New Disclosure Pilot Scheme Begins in England and Wales
Parties with matters taking place in England and Wales need to be aware of a new disclosure pilot scheme that has become mandatory, with some exceptions, in English and Welsh business and property courts. These courts cover claims relating to insurance, financial services, construction, competition and shipping, among others.
The pilot scheme, in place since January 1, 2019 seeks to encourage proportionality, including efficiency and cost savings, to the disclosure process. One of the more significant changes from existing practice is the emphasis on issue-based disclosure and a focus on information that is truly necessary to determine factual matters in disputes.
Key Aspects of the Pilot
Parties are encouraged to provide an initial disclosure at the outset of the matter as part of their submission of the statement of case. This initial disclosure should include any key documents the party relies on or which the other side would need in order to understand the issues in dispute. The volume of documents at this stage is limited to the latter of 200 documents or 1000 total pages.

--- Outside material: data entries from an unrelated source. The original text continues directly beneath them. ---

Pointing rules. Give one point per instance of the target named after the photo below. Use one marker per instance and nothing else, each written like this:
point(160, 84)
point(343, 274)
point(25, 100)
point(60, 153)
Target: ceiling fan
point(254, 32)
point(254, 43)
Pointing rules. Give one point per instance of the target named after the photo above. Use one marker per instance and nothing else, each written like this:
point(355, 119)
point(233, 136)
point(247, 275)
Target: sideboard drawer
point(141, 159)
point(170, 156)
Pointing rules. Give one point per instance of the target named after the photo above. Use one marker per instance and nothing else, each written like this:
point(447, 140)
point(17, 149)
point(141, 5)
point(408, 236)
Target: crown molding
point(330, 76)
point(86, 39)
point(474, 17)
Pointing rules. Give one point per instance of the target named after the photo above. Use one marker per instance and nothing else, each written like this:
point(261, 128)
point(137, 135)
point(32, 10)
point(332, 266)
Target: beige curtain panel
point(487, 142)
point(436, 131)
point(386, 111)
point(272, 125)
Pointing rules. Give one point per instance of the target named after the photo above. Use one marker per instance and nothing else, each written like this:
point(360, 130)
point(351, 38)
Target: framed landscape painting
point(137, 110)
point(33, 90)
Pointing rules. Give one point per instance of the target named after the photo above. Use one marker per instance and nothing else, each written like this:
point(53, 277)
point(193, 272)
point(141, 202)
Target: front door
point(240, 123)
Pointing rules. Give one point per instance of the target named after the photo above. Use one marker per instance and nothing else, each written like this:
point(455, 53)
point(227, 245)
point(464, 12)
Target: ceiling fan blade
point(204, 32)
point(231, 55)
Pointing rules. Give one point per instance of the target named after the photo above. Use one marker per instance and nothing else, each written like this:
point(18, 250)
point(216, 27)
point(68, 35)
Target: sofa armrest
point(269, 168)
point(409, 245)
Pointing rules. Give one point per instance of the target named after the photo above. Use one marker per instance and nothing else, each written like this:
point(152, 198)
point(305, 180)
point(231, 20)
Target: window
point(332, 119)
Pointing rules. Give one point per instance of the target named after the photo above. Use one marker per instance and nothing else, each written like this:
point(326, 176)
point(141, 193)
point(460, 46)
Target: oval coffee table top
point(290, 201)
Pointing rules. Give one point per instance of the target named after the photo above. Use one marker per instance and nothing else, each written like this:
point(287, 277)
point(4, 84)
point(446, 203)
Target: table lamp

Standard disclosure has been discarded and, instead, parties must select one of 5 models of disclosure (one of which restates standard disclosure principles). A model of disclosure can be selected for each applicable issue in the matter:
- Model A: known adverse documents only
- Model B: limited disclosure, to include initial disclosure and known adverse documents
- Model C: request-led, search-based disclosure
- Model D: narrow search-based disclosure (a.k.a. standard disclosure)
- Model E: wide search-based disclosure
In most cases, narrative documents, those relevant to background or context but not directly relevant to the issues in the case, are no longer required to be disclosed.
In all cases, however, parties are under a continuing obligation to disclose known adverse documents. While this does not require parties to undertake a full search of documents, parties must disclose documents that are already known and may be adverse to the claims being made.
Express Duties Imposed by the Pilot Scheme
The pilot scheme maintains several disclosure duties. Among these are duties to preserve potentially relevant documents; to disclose known adverse documents; to comply with disclosure orders; to search responsibly and conscientiously; to act honestly with respect to the disclosure and review processes; and to use reasonable measures to avoid providing irrelevant documents.
Changing course from the standard disclosure model, the pilot scheme imposes an express duty to take reasonable steps to avoid disclosing irrelevant documents. This requirement is a response to allegations of “document dumping.” The duties outlined above apply pre-action and may result in the imposition of sanctions for non-compliance, including awards of costs.
In addition to the duties above, parties must cooperate and file a joint disclosure review document before the first case management conference. Solicitors must submit a certificate of compliance with the Disclosure Review Document (DRD). Solicitors also must obtain written confirmation from clients representing that the client has taken steps to preserve relevant documents, including issuing document retention notices. The DRD outlines the complete scope of the disclosure, including data preservation, collection, processing, searching, and review methodologies. Lawyers will have to have an enhanced understanding of the steps in the discovery process or work alongside partners to complete the DRD.
If documents are withheld as privileged, the disclosure certificate must include the basis for the privilege.
Considerations Related to TAR
The pilot scheme encourages the use of technology-assisted review (TAR) and requires that if parties decide against TAR, they should explain their reasoning. In addition, it appears that parties may be sanctioned if TAR procedures are not considered appropriate by the court.
The factors involved in evaluating the adequacy of TAR procedures are not fully developed. But they may include whether the parties had an agreement regarding the role of TAR, an assessment of the volume of the electronic data, the cost of manual review, the cost of deploying TAR, and whether enough time existed for consideration of other review methods. Additional factors courts may evaluate are the extent to which parties are transparent regarding the TAR process, the sampling process, and the oversight process related to TAR.
Effectiveness Will Determine Future Disclosure Requirements
At the conclusion of the two-year period for the pilot scheme, the requirements of enhanced cooperation and more thoughtful implementation of TAR may become standard practice. Practitioners should monitor developments and be prepared for imposition of additional duties or refinement of current duties.